Le gouvernement loin de vouloir s’attaquer à ses défaillances sur notre territoire, choisit de faire la politique de l’autruche faisant fi de l’état des services publics dans notre département.

Alors que beaucoup pensent déjà au monde d’après, à ce qu’il faudra reconstruire, sans doute différemment après cette crise, il n’est que temps de rappeler que nous voulons un monde différent pour nos enfants et non pas une société où ceux-ci seraient encore moins bien armés pour en relever les défis.

 Notre pays a encore les moyens et le temps de réagir et de relever pour ses enfants les défis de sa réussite.

Cela passe par le recensement par les établissements scolaires puis la fourniture par l’Etat des besoins informatiques de chacune et chacun pour mieux rester en contact pédagogique.

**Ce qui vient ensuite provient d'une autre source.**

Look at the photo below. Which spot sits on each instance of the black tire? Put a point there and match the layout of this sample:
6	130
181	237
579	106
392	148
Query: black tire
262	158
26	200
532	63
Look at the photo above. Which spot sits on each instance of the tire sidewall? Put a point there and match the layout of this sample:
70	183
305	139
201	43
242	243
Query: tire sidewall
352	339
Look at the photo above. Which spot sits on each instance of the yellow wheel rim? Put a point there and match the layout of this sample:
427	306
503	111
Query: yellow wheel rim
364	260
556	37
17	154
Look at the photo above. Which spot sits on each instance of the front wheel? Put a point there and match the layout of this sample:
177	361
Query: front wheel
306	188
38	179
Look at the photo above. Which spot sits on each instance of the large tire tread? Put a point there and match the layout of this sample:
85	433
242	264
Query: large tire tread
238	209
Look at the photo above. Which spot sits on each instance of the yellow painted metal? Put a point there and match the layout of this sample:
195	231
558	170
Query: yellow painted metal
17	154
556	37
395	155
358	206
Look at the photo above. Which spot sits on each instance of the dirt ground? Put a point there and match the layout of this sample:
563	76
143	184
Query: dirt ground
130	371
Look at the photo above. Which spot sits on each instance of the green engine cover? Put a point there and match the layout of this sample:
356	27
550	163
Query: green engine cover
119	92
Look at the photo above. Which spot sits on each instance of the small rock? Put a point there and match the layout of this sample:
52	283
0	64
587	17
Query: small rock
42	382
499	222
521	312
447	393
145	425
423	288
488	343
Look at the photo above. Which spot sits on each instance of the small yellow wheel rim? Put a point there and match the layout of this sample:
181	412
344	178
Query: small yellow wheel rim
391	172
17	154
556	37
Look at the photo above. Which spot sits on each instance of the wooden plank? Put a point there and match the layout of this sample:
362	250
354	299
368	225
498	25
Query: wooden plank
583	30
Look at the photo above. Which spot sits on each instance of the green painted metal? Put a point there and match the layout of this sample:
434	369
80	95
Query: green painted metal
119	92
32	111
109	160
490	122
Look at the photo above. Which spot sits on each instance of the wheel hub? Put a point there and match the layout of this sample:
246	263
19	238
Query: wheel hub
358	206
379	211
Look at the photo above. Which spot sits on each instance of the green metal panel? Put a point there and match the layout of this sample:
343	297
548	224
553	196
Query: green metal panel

Cela passe aussi par la préparation d’une rentrée scolaire spéciale, en septembre, avec des heures de soutien et d’accompagnement pour effectuer un lissage pédagogique sur un temps long et non brutal des manques de ces derniers mois.

Cela passe effectivement donc, par une mobilisation budgétaire et le recrutement des enseignants nécessaires, à rebours de ce qui se fait depuis des années dans l’éducation comme à l’hôpital. Tout simplement pour que l’après pandémie se fasse sous le signe de la réussite et de l’épanouissement de nos enfants.